The sport of mixed martial arts features a variety of ways to finish your opponent.
While knockouts always draw excitement from the crowd, the technique required to submit a foe is something that must respected by every fighter. Chokes and joint manipulations can turn safe positions into instantaneous finishes by talented submission specialists.
Anyone that has trained in the grappling arts knows that eventually, everyone gets caught, whether drilling or in competition. What you do from that unfortunate position is entirely up to you. Here are a few reasons why tapping is the best option.
One of the first things you learn in nearly every form of competition is to respect your opponent. MMA is no different.
Tapping from a submission is simply a way of telling your opponent that they've gotten the better of you at that moment.
The best approach is to learn from the experience and avoid putting yourself in the position the next time you're in a similar situation.
While getting choked temporarily during a fight will have little or no lasting effects for a highly-trained athlete, the effects on others may be more severe.
Cutting off the blood flow or oxygen to the brain can trigger a number of health problems if the competitor is not in proper health.
For a typical choke, lingering effects are unlikely. However, there is potential for moderate or even severe brain cell death, including permanent loss of neurological function if a choke were to extend beyond a few minutes. So before the lights go out, be sure to tap.
Joint manipulations can do damage in a variety of ways depending on which limb is attacked and which technique is applied.
One of the most common techniques is the armbar. Properly applied, the submission generates torque on the lower bones of the arms as well as the elbow joint.
If not released, the result could easily be a broken arm or a dislocated elbow.
Other techniques, such as the keylock (shown in the photo) can produce the outcome if the fighter does not tap.
Another potential result of joint manipulations are torn ligaments. Specifically when the holds are applied to the legs.
Heel hooks, toe holds, ankle locks and kneebars all have the potential to damage the ligaments of the lower extremities. Pressure is applied to the knee in nearly every submission involving the leg.

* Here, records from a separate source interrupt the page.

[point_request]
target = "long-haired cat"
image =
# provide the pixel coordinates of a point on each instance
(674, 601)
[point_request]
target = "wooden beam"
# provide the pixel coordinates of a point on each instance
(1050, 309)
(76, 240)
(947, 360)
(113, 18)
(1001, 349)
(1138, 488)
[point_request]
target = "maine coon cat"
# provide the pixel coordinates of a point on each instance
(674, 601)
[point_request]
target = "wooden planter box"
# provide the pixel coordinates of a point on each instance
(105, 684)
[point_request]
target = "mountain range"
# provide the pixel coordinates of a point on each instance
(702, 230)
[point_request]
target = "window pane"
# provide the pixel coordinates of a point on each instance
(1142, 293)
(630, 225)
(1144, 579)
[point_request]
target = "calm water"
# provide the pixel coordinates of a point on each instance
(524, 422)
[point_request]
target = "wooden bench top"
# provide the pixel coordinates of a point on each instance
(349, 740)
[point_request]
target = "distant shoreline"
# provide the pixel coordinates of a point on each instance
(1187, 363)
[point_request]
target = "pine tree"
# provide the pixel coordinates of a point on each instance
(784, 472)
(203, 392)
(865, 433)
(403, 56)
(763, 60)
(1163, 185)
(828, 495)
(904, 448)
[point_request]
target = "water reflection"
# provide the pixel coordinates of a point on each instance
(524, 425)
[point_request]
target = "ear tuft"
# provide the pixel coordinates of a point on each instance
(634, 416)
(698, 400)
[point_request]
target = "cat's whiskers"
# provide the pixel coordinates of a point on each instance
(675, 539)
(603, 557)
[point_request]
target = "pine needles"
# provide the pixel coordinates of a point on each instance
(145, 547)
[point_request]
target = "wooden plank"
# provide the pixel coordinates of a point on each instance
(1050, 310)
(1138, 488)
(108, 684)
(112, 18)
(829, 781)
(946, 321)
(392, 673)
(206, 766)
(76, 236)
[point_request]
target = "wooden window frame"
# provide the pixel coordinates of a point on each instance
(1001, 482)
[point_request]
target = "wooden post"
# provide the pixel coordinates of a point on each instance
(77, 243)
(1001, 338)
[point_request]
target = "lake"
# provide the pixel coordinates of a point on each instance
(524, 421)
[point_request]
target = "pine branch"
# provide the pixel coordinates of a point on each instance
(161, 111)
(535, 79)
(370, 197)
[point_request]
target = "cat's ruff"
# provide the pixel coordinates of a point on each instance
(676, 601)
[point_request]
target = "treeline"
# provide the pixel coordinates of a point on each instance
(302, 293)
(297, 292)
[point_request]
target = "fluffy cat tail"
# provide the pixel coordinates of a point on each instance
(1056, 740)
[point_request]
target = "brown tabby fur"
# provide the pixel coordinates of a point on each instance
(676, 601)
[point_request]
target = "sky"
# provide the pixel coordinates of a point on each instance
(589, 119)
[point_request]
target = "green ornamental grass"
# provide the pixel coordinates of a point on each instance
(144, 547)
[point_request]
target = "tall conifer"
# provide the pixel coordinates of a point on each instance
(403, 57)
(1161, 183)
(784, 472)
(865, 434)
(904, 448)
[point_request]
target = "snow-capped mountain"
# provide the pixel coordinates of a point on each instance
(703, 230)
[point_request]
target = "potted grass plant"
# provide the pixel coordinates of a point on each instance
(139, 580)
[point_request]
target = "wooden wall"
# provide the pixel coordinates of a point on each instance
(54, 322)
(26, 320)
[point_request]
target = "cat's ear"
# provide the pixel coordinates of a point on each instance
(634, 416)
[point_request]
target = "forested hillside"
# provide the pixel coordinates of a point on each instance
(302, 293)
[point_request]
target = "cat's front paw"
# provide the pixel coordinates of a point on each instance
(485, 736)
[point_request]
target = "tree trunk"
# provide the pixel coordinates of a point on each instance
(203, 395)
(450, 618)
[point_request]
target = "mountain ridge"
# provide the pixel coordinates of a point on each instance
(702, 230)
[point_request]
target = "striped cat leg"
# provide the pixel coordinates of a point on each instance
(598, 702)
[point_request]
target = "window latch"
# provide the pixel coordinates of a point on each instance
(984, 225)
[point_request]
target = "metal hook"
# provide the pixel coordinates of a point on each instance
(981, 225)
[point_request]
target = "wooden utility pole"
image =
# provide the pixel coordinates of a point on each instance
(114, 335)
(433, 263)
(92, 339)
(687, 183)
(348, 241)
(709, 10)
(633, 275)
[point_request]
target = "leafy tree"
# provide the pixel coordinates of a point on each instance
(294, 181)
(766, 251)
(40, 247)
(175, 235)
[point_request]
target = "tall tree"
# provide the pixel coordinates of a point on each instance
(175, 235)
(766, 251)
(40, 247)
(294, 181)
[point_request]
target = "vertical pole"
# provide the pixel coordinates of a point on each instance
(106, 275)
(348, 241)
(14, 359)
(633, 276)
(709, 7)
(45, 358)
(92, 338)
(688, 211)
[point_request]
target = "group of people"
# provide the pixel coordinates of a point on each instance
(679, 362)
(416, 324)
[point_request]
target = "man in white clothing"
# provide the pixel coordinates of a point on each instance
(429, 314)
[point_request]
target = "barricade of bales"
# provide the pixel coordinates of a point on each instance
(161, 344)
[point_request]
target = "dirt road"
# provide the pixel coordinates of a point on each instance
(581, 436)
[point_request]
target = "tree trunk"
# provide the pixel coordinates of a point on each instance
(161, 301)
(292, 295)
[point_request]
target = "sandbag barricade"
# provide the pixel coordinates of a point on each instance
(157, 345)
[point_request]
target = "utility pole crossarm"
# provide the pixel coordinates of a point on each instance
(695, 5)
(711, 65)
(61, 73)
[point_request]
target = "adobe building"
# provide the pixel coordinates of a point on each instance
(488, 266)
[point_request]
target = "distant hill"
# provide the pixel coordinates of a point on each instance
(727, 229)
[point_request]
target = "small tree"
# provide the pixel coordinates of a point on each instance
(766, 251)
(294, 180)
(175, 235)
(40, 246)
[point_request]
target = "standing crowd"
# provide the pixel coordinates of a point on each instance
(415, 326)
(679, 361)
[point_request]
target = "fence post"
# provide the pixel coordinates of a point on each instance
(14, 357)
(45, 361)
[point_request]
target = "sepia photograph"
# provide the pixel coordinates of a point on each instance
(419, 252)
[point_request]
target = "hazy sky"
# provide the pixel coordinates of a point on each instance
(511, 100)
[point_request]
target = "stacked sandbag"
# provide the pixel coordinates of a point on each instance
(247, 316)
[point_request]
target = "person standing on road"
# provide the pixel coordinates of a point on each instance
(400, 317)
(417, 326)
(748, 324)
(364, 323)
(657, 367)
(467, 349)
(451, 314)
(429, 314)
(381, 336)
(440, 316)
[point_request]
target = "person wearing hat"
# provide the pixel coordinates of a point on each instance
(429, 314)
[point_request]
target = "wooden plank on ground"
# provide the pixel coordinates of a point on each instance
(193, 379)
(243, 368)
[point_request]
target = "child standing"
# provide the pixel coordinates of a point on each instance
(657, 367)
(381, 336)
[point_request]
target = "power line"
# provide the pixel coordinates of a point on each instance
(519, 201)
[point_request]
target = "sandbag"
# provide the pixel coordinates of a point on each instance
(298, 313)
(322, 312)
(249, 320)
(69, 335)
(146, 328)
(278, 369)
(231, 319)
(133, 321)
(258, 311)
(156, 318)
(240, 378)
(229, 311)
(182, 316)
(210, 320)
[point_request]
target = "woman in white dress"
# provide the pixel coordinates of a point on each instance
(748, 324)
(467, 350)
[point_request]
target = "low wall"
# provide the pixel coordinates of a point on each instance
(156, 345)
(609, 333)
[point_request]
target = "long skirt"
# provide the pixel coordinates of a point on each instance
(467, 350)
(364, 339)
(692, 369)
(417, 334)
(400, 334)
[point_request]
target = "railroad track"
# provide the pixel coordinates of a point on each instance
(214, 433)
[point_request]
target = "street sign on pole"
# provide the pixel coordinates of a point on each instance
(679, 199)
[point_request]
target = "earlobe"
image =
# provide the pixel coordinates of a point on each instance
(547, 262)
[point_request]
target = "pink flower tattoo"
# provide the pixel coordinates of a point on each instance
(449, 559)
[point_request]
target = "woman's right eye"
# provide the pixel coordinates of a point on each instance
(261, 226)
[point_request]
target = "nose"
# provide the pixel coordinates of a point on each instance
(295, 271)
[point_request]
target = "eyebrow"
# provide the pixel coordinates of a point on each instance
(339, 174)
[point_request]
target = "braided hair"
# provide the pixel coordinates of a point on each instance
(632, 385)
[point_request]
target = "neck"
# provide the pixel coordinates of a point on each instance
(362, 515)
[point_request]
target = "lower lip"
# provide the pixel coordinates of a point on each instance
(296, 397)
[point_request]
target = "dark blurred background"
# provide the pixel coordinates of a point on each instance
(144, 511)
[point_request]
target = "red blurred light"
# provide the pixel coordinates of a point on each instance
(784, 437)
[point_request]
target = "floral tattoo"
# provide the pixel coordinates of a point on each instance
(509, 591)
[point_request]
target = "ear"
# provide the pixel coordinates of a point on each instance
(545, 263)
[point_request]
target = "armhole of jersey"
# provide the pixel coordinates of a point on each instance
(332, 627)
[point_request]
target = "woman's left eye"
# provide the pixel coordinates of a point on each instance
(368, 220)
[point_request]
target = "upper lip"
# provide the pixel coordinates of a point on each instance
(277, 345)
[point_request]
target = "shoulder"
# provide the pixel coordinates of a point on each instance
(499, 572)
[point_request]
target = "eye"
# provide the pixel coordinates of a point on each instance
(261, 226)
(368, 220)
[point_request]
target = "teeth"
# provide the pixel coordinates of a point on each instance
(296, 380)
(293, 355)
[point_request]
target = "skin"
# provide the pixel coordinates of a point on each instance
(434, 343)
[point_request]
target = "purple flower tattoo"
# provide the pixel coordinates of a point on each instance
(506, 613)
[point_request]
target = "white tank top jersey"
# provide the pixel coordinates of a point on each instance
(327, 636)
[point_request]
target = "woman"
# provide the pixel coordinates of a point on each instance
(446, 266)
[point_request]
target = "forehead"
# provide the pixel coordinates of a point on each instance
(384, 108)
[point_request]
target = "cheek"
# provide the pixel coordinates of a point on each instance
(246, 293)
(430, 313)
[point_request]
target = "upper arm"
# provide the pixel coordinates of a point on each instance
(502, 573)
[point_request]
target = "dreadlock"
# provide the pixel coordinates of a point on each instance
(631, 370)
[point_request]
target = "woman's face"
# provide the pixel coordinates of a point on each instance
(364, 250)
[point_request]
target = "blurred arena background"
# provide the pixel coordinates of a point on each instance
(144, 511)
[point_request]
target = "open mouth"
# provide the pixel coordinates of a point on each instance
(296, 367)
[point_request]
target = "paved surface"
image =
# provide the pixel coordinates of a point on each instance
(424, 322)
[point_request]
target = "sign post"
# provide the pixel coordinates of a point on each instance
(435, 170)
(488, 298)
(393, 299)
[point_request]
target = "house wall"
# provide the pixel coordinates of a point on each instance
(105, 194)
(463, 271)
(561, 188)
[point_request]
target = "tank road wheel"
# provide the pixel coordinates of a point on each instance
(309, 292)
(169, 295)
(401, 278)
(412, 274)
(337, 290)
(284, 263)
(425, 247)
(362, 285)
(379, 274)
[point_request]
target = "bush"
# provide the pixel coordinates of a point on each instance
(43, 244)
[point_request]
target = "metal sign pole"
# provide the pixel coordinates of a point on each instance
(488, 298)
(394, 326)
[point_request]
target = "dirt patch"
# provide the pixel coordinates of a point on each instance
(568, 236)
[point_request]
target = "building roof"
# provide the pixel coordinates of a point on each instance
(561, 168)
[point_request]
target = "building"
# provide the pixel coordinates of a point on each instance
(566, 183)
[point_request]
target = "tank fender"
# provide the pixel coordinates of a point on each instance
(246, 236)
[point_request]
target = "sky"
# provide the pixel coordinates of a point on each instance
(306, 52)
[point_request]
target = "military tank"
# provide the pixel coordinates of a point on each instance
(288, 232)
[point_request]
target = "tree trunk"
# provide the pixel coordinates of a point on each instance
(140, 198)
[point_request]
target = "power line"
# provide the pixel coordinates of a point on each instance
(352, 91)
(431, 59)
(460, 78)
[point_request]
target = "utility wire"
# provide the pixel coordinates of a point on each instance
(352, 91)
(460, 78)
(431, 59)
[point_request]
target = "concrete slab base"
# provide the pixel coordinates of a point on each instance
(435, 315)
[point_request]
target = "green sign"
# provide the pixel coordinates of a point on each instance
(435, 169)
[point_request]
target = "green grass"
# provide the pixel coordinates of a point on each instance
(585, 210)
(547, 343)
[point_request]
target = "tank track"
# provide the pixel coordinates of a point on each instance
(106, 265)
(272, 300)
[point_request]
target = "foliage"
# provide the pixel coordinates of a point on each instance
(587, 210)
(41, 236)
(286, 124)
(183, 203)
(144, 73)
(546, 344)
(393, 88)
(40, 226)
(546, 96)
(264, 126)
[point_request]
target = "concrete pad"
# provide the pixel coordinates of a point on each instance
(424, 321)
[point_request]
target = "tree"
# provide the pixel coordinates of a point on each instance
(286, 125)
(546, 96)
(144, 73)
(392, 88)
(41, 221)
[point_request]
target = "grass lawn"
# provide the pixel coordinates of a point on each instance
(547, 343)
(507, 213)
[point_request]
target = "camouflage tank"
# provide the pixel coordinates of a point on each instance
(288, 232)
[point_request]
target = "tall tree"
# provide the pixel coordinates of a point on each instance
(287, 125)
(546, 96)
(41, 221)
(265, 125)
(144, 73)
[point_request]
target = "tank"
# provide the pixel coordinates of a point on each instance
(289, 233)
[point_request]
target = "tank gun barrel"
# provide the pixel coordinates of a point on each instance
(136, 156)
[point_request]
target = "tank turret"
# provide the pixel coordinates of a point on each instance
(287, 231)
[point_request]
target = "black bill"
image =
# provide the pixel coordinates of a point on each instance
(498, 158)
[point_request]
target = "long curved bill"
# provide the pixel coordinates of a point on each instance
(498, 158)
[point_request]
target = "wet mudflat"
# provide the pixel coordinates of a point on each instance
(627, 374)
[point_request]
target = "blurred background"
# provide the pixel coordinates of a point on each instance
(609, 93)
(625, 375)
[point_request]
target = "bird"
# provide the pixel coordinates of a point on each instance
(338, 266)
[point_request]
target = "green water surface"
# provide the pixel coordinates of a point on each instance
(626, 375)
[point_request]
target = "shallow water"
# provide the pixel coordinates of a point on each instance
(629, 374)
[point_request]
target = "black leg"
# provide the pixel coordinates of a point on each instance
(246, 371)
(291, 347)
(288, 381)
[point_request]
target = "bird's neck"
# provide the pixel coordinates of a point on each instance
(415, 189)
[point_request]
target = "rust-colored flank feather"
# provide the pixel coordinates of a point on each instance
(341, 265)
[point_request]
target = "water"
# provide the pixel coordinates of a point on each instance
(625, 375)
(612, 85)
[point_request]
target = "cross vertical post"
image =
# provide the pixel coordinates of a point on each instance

Torn ligaments in the knee typically require surgery and require extended rehabilitation. The majority of introductory grappling classes do not drill leglocks due to the likelihood of serious injury. Many times, a tap to a leglock comes after the damage is already done.
For professional MMA fighters, the worst reason for not tapping is that it can result in time away from the cage.
Injuries such as broken bones and torn ligaments will keep a competitor from training, fighting and making money.
There's no merit badge or gold star for toughing it out during a submission. The best thing to do is tap and live to fight another day.